Trade rules often favour wealthy states, MNCs: WB

Published December 27, 2025
A participant stands near a logo of World Bank at the International Monetary Fund - World Bank Annual Meeting 2018 in Nusa Dua, Bali, Indonesia, October 12, 2018. — Reuters/File
A participant stands near a logo of World Bank at the International Monetary Fund - World Bank Annual Meeting 2018 in Nusa Dua, Bali, Indonesia, October 12, 2018. — Reuters/File

ISLAMABAD: Global standards have increasingly been used as tools in trade disputes since the turn of the century, reshaping trade flows and often favouring wealthy countries and large multinational companies over developing economies, according to a World Bank report.

“A proliferating set of international standards, covering everything from food labelling to specifications of 5G cellular networks, is steadily reshaping the global economic order, delivering hefty benefits to wealthy nations and large multinational companies that set them, while leaving many developing countries on the sidelines,” the bank’s World Development Report 2025 says.

The report says developing countries are not sufficiently represented when standards are written, largely because they lack the resources and expertise required to participate. On average, they sit on less than one-third of the technical committees that determine global standards at ISO, and even fewer in other bodies. Supporting broader and more strategic participation is key to ensuring standards are globally relevant and reflect diverse development needs and contexts, it adds.

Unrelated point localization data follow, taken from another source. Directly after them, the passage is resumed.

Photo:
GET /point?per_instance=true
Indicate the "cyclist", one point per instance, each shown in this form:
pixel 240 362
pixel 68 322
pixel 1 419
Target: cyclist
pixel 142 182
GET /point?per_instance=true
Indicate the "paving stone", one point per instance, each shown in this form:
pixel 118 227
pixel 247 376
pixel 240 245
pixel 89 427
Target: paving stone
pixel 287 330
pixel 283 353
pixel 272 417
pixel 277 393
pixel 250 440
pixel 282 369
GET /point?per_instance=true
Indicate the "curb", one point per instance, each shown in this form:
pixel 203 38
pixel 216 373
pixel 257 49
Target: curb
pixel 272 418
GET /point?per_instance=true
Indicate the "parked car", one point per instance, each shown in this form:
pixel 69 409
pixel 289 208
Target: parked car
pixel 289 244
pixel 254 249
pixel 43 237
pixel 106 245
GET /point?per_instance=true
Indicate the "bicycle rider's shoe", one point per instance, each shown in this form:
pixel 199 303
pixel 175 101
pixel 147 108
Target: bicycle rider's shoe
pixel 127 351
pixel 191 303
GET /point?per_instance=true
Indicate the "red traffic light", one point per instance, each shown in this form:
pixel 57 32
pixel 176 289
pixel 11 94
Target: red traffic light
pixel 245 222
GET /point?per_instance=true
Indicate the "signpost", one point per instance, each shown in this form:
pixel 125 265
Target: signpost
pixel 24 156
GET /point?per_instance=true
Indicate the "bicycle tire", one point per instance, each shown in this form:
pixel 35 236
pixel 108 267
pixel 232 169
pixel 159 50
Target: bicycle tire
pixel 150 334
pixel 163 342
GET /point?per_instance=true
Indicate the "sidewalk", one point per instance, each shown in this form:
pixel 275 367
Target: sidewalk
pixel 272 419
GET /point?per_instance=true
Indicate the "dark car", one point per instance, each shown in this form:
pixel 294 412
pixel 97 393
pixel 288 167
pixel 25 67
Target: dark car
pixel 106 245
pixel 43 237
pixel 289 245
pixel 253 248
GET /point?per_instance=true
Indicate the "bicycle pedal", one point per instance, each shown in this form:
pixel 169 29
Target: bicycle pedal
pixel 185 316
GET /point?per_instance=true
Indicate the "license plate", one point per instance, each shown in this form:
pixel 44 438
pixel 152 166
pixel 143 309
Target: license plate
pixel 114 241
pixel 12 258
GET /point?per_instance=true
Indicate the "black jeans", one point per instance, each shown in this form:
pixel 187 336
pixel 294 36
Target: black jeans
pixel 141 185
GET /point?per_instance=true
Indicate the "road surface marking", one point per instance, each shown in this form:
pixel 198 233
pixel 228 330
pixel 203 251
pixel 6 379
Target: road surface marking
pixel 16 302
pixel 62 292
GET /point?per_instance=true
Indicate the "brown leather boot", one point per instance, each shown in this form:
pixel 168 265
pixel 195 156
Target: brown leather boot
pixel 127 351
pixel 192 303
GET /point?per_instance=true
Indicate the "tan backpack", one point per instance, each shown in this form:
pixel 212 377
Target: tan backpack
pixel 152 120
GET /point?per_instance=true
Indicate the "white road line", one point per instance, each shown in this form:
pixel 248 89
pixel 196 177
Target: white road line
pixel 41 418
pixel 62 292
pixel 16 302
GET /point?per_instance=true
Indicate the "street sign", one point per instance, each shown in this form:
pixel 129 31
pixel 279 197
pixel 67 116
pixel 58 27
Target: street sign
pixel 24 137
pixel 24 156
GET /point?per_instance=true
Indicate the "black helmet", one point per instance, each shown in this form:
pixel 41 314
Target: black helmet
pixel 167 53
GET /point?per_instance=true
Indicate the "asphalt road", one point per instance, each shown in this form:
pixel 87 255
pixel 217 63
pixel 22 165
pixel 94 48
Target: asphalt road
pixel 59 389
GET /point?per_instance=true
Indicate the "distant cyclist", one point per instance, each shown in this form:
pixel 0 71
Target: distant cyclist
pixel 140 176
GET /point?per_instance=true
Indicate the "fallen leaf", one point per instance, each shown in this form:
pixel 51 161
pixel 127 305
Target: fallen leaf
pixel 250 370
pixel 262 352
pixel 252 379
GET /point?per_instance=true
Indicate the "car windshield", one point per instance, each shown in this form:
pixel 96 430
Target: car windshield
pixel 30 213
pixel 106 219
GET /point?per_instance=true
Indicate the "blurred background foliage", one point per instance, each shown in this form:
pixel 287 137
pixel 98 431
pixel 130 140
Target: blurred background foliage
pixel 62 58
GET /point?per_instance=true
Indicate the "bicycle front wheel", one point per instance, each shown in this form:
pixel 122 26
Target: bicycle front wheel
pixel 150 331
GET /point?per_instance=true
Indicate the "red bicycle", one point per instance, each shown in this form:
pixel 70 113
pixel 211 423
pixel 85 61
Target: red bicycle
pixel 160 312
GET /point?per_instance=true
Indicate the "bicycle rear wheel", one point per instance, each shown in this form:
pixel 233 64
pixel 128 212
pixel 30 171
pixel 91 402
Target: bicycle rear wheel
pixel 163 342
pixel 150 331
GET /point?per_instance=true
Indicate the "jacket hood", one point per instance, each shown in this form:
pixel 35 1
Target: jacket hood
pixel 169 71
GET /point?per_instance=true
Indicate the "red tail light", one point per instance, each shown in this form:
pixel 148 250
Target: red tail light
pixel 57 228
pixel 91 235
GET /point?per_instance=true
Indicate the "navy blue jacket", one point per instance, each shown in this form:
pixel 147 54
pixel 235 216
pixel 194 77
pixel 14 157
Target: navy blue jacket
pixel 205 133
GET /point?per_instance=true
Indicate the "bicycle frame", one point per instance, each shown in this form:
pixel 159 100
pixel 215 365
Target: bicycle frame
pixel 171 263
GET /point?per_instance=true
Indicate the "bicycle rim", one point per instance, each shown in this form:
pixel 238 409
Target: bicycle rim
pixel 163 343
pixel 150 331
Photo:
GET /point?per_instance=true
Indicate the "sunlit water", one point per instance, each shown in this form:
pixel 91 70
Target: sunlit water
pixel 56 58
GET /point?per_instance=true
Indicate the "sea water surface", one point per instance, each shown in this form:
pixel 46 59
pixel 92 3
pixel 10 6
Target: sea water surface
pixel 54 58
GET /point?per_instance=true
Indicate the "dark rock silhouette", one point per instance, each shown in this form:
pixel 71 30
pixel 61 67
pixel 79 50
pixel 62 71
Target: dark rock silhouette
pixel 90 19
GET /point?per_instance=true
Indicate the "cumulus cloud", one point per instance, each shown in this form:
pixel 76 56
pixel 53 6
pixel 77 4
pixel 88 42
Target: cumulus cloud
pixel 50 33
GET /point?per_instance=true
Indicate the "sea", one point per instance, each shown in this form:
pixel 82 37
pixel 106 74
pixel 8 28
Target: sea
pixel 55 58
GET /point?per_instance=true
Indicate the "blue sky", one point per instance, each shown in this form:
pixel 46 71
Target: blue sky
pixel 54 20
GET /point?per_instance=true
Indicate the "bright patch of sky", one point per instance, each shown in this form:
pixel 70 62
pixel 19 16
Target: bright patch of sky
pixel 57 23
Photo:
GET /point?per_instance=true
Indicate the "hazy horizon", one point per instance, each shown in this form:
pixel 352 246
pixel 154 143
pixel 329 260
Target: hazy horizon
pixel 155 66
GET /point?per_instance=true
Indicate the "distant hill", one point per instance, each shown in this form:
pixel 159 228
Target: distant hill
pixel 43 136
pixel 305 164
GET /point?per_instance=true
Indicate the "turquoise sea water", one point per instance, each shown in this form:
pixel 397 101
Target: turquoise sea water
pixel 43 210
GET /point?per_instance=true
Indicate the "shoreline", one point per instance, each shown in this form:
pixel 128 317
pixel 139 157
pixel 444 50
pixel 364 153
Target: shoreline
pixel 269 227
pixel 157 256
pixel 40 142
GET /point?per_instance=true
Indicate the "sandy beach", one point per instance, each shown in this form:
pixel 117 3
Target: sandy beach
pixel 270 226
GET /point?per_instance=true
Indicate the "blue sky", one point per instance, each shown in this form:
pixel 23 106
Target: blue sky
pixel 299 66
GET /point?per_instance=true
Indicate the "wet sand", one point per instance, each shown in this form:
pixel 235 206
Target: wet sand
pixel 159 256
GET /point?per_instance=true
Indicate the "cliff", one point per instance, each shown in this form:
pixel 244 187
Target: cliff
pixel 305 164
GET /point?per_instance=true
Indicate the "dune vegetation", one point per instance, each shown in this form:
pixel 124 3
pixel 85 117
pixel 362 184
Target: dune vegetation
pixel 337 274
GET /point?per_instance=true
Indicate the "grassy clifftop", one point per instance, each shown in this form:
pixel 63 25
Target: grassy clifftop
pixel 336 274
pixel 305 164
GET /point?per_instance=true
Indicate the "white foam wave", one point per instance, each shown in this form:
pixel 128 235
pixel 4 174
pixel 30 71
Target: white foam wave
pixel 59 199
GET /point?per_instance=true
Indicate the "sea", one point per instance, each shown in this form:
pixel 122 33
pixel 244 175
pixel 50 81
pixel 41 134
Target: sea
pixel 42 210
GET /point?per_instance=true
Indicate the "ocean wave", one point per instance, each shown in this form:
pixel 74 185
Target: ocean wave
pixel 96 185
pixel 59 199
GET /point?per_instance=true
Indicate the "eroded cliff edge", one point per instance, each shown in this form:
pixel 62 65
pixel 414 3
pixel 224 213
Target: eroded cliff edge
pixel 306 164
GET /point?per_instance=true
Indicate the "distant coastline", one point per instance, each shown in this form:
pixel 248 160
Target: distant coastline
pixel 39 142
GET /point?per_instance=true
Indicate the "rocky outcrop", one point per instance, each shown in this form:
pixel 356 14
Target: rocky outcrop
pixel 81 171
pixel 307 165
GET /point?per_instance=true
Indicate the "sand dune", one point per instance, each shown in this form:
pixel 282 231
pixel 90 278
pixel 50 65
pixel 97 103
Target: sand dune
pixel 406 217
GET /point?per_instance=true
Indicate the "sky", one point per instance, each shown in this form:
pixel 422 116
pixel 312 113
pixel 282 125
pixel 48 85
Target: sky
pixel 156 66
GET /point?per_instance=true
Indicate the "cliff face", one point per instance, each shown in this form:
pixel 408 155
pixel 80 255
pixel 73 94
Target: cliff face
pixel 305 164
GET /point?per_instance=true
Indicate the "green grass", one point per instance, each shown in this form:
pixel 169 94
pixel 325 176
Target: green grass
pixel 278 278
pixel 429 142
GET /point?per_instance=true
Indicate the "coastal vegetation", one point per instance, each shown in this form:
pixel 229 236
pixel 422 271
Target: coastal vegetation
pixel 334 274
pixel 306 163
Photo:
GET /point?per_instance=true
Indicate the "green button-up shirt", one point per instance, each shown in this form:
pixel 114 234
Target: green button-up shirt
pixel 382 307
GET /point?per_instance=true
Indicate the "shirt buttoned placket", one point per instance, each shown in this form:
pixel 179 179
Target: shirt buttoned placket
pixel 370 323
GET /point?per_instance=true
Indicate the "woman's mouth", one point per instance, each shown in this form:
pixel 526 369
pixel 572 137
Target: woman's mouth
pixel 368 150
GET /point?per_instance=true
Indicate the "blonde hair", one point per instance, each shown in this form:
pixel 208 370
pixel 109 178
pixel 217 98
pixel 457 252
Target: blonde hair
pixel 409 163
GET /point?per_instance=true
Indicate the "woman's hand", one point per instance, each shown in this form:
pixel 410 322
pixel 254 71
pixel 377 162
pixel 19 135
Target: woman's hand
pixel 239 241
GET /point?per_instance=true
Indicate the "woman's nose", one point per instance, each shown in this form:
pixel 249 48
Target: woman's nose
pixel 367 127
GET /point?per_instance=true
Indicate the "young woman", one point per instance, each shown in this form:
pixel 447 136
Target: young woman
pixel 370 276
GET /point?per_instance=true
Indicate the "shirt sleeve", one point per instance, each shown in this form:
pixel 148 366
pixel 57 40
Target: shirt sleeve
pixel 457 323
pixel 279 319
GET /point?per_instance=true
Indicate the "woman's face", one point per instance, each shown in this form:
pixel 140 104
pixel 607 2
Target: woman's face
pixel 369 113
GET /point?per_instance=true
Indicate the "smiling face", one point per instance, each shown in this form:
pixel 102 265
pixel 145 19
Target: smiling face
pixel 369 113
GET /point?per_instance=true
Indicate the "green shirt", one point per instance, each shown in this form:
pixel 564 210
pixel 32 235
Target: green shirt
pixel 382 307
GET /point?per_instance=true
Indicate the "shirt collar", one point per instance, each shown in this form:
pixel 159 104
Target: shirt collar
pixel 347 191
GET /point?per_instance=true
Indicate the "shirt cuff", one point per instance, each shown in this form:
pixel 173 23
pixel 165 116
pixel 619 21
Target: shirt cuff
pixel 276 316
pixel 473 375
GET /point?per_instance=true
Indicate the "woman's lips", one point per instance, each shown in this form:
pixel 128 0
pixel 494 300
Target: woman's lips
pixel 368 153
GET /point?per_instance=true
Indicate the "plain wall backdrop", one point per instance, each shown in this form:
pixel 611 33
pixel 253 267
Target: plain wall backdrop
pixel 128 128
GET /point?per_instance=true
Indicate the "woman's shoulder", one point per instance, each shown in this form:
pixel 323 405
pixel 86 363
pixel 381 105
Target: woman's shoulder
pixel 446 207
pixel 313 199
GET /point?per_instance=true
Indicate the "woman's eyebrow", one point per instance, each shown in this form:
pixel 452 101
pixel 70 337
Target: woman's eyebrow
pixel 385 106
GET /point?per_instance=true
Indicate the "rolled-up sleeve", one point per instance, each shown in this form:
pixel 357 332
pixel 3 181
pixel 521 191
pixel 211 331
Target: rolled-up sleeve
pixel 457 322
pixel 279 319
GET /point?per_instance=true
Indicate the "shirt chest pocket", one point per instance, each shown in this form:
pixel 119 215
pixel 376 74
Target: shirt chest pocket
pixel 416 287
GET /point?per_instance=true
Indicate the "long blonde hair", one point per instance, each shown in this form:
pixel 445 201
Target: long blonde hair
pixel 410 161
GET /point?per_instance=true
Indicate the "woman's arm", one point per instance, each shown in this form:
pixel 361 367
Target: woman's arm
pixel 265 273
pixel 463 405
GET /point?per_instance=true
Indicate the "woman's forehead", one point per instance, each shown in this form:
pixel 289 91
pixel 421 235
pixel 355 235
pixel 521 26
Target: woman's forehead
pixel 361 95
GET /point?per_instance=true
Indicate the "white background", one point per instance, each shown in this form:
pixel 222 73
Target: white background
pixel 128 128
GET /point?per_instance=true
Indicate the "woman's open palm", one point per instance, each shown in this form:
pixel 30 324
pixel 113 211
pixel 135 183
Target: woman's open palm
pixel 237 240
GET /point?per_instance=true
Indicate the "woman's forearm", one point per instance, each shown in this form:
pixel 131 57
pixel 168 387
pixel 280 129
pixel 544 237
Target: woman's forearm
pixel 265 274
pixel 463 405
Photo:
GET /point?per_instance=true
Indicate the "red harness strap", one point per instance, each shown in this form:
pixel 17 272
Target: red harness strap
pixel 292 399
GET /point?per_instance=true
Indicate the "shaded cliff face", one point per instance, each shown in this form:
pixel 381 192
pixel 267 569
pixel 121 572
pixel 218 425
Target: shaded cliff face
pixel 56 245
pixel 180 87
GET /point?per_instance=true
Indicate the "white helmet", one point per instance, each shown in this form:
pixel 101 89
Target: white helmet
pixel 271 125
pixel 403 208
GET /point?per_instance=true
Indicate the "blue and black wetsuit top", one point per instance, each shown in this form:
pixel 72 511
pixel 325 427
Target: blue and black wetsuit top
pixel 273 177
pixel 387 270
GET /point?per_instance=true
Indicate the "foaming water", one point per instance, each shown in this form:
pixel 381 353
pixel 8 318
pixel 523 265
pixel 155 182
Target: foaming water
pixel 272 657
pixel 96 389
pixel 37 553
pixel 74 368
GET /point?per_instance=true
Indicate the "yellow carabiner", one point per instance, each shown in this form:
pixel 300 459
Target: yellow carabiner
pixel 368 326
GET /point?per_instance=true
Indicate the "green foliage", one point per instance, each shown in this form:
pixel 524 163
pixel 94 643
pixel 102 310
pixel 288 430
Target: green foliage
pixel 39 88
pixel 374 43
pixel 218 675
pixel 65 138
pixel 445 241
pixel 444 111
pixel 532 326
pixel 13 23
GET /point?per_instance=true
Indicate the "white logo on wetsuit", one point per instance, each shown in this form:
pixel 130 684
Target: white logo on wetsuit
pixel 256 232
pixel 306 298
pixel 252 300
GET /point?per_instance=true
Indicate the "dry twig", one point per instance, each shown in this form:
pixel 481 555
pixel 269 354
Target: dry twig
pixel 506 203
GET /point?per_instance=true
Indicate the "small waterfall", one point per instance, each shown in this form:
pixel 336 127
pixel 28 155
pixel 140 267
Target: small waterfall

Focusing on standards for development, the WB report says non-tariff measures, such as pesticide specifications or labelling requirements, now affect 90 per cent of global trade, up from just 15pc in the late 1990s.

Report says non-tariff standards now affect 90pc of global trade

It notes that the global appetite for standards has surged. More than half of the 20,000 standards issued over the last seven decades by the International Organisation for Standardisation (ISO) have been created since 2000. In 2024 alone, key global standard-setting bodies issued more than 7,000 standards.

By making the transportation of goods seamless, the standardisation of the shipping container boosted global trade more than all trade agreements concluded over the last 60 years, the report notes.

Turning standards into a springboard for development requires a deliberate strategy. The report proposes an adapt-align-author framework for countries at different stages of development. At low levels of development, countries should adapt international standards to local realities so firms can learn and markets can grow. Blindly copying the most stringent global standards is unwise, as local ambitions should match local capacity.

As local capacity grows, countries can align with international standards, reducing duplication, easing market entry and helping firms compete abroad. At the same time, countries can shape international standards to reflect national priorities. Finally, as they grow wealthier, developing countries should author new standards or update existing ones.

Japan exemplifies how countries can use standards to accelerate development, the report says. In the immediate aftermath of World War II, Japanese consumer exports were widely considered low quality and unreliable. The country focused on becoming a high-quality manufacturer, initially copying and then improving upon ideas from abroad through the Japanese Standards Association and the widespread adoption of Total Quality Management, transforming Japan into a global benchmark for quality.

The report describes standards as the hidden foundations of prosperity. To make standards a springboard for development, it says, countries should create incentives for firms to upgrade export quality rather than impose unrealistic mandates; adapt and sequence standards in line with national enforcement capacity; participate actively in international standard-setting forums; and invest in and share quality infrastructure resources regionally.